New Jersey Job Front:

  • In 2019 NJ added 39,000 jobs once again. NJ added 39,000+ jobs in 2018 as compared to 47,100 for the same period in 2017.
  • The NJ unemployment numbers were at 3.5%, just two months ago, and were just over 10% in April. The May numbers were at around 15.2%.
  • The level of jobs created has been at consistently higher levels than in the past several years (a silver lining as these additions to our job market will be able to afford to buy houses eventually).
  • But, this too has ended as 1.2 million+ people have filed for NJ unemployment over the past ten weeks.
  • Construction, food services, and accommodations are again the leaders in job losses, though more states are now citing pain in retail, wholesale trade, according to the U.S. Department of Labor. Health care, social assistance, and manufacturing are shedding workers, too.
  • This will certainly have a huge impact on the buyers market in the balance of 2020.

 

Rental Market Trends:

  • Rental prices in New Jersey rose again in 2019, averaging just over $1,700 per unit.
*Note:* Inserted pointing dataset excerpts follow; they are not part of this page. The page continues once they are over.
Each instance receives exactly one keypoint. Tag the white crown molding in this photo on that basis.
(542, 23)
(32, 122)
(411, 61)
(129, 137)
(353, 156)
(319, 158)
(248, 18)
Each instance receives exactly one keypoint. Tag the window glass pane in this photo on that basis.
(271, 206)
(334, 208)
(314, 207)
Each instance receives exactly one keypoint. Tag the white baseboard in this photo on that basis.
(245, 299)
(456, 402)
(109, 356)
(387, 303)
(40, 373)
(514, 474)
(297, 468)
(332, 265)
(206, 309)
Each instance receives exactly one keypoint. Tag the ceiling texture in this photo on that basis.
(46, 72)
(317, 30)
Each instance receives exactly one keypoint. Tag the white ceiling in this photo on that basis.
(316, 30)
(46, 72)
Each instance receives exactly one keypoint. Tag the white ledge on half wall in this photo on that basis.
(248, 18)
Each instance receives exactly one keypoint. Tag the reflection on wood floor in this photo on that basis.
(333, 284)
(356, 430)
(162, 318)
Current vacancy rates in New Jersey have risen to around 4.3% in central NJ. & state-wide.
  • The drop in New Jersey’s homeownership contributes to rental demand.  A 12+ year trend shows a decrease from  71% to 66%.  This 7% decrease compared to an 8% national decrease contributes to the slower recovery of home prices in the state and adds over 20,000+ additional renters in our state. However, the 71% level resulted from the loose lending standards of the early 2000s and is actually at a good level.  Households with no children stand at 65%, reflecting the decline in our school population.
  • One article states that the average homeowner who is 65+ has an average net wealth of over $318K, while the same for a renter is only just under $8K.  It also offers a stable place to live, an evident hedge against inflation, and a way to build wealth (a strong argument for homeownership).
  • However, the number of renters has increased by 7% over the past 25 years, with the less educated leading the way.  And, we are now seeing more educated millennials moving east into higher rent and cost of living areas that eat into their discretionary income (including savings).  It makes one wonder where this all is heading.
  • The pace of new rental construction has increased by nearly 5 fold to meet this demand.

 

New Jersey Foreclosures:

  • New Jersey continues to face falling foreclosure rate filings at about 1.4%. Other states have begun to or have already recovered. In a tight real estate market, these foreclosures sell at a small discount.
  • Note: Figures vary by the local market, especially those walloped by Hurricane Sandy three years ago and rural and urban areas. We rank #4 in the country with 1.4%, led by NY with 2.4%, MI with 2.3%, LA with 2.2% (mostly hurricane-related), and ME also with 1.8%.  The national baseline number sits at a little under 1.2%.
  • Foreclosures in NJ in 2018 were the lowest in the state in over four years.  And, 2019 was even better with a number of just under 38,000 foreclosure filings (the lowest since 2012). With the first six months in, NJ looks to be on track for a 20,000 foreclosure number in 2020 representing a 47% decline.  Obviously, this could change depending on how long it takes workers to get back on their feet from the COVID-19 pandemic.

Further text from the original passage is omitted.